One of today's modern tools for accessing the mind is Biofeedback. Using monitors that record brain waves in real time, scientists can use that data to determine which parts of the brain are active during certain tasks. Police lie-detector tests are biofeedback machines that measure the body's physical responses to questions, to determine when a person is concealing the truth. An interesting side-effect of biofeedback equipment is the fact that subjects can often learn how to consciously alter the readings in a deliberate way.
Evoguía is the story of a scientist that has studied the more traditional methods of meditation, hypnosis and training to improve the body, and tries to combine those with modern biofeedback techniques, to more easily create the mind-body connection that allows an individual to influence the behavior of their own bodies. Although the biofeedback equipment in the story is slightly ahead of our present technology (I make reference to sophisticated 3-D monitors), everything else involved in the process I outline is based on documented processes of hypnosis, meditation and mental exercises, as well as the demonstrated capabilities of the human mind and body to influence and retrain itself.
My main intent, in writing Evoguía, was to point out that mucking around with DNA isn't necessarily the only way to improve the species.
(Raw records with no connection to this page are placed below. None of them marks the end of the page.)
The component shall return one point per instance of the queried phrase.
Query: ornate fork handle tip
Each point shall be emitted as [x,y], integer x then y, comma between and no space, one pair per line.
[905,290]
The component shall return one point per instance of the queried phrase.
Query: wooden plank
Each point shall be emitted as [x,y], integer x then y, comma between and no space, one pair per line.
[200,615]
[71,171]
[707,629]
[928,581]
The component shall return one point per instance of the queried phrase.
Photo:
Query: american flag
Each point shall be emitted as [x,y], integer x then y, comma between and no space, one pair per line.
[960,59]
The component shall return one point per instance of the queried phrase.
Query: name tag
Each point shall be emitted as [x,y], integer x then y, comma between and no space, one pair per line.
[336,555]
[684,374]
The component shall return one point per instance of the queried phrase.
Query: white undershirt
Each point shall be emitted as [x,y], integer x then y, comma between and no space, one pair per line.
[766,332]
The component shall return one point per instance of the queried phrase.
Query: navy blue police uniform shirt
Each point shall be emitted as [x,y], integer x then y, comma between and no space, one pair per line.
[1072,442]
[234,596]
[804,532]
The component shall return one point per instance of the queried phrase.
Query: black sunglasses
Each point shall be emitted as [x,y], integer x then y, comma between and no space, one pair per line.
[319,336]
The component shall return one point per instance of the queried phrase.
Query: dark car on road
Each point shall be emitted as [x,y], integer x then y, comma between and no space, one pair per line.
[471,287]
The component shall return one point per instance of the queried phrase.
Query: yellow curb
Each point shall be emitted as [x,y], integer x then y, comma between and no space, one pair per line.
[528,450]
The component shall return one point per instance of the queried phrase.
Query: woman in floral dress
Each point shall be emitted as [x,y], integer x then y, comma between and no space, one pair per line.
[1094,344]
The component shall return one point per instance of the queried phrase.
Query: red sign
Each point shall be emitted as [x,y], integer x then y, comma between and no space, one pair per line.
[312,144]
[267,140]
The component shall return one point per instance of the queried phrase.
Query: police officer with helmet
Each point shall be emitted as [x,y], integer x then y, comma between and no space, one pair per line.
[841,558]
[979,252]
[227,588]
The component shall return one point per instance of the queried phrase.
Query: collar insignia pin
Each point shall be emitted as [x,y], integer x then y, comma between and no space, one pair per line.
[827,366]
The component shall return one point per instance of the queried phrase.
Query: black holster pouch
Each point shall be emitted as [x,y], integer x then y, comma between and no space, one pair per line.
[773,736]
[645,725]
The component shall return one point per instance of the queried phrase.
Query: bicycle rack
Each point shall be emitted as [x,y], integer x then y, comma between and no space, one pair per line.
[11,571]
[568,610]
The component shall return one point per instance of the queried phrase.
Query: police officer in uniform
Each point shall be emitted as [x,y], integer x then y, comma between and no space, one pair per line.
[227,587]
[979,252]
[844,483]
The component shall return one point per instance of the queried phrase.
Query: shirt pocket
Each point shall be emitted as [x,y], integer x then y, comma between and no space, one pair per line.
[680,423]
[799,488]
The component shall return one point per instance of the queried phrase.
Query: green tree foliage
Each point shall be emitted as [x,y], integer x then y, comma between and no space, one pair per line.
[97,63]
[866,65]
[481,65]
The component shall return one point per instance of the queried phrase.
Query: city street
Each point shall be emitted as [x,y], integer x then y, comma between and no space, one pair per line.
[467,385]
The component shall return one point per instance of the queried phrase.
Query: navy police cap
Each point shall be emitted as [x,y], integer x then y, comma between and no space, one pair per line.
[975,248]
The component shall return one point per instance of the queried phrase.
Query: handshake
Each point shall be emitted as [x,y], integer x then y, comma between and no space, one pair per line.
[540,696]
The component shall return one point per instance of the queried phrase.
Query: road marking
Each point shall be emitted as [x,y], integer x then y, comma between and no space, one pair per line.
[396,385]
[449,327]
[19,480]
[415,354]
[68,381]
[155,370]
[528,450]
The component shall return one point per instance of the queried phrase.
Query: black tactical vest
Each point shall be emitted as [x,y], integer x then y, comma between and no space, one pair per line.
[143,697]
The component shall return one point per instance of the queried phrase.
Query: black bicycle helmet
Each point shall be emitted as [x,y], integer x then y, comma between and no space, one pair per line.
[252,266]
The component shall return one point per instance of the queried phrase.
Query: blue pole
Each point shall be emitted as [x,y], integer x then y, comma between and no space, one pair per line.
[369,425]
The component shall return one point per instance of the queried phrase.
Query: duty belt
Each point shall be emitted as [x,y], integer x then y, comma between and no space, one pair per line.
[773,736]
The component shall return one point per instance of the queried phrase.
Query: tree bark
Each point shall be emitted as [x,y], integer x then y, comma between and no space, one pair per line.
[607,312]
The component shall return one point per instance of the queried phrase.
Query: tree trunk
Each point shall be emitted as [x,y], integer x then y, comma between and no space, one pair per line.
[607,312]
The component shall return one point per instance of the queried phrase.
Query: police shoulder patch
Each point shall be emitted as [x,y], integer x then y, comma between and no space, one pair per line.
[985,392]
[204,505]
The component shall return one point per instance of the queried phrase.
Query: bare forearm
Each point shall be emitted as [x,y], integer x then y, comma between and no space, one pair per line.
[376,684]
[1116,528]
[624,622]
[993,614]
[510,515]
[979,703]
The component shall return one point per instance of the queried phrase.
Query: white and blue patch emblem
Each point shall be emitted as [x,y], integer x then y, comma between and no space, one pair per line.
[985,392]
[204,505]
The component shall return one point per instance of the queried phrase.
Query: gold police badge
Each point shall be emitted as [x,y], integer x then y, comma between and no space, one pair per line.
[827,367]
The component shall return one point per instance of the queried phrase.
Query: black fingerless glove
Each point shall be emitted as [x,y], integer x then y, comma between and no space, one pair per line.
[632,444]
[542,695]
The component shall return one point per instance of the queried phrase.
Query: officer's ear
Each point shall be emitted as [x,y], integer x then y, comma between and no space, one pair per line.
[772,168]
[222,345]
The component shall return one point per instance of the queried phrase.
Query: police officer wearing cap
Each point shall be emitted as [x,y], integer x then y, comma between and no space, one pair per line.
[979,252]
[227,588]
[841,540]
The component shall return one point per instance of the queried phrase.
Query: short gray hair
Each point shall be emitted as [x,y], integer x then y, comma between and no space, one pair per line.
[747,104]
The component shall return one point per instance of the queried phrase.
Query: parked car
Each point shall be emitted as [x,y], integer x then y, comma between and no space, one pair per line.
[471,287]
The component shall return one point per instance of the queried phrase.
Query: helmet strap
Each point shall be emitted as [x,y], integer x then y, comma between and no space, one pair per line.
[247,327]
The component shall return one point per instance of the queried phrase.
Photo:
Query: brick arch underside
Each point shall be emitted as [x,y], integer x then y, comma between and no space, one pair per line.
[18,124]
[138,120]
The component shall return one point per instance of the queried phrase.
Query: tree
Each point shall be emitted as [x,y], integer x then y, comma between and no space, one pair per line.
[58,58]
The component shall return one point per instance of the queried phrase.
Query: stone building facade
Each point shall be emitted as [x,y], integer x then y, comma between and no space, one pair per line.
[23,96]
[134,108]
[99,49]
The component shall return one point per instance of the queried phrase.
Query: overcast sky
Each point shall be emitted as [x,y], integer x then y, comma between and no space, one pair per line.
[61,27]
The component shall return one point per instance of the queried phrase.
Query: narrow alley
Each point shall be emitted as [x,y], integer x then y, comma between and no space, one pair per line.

In fact, as complex as DNA is, I believe we may be better off looking into some of the methods I describe in Evoguía to improve the mind and body. In the novel, four volunteer subjects try her method and show marked success at augmenting their physiologies. Of course, in the novel this turns out to be a springboard for some very unexpected developments, which ultimately have worldwide, generation-spanning consequences. But what would you expect from such a ground-breaking achievement?
Which brings me to my secondary intent in writing this story: That sometimes it isn't the achievement, but the reaction to it, that dictates how good or bad it is.
This is one of the few stories I've written in which the race of some of the characters actually means something in the context of the story. I do not purposely set out to create characters that would be, specifically, African, Latino, Indian, Asian, etc, in my novels (although many of them do have African-Americans as leads)... and in most cases, my stories do not have strong racial undertones, making the characters' race or nationality a purely decorative part of the story.
However, once I had originally chosen the main characters for Evoguía, I saw the parallels between the conflicts in the story, and racial issues common to the U.S., and I had to take advantage of them. This does not mean that the story is racially charged or dominated, but that the subject of rascism is an acknowledged undertone of the story, and is addressed by the characters.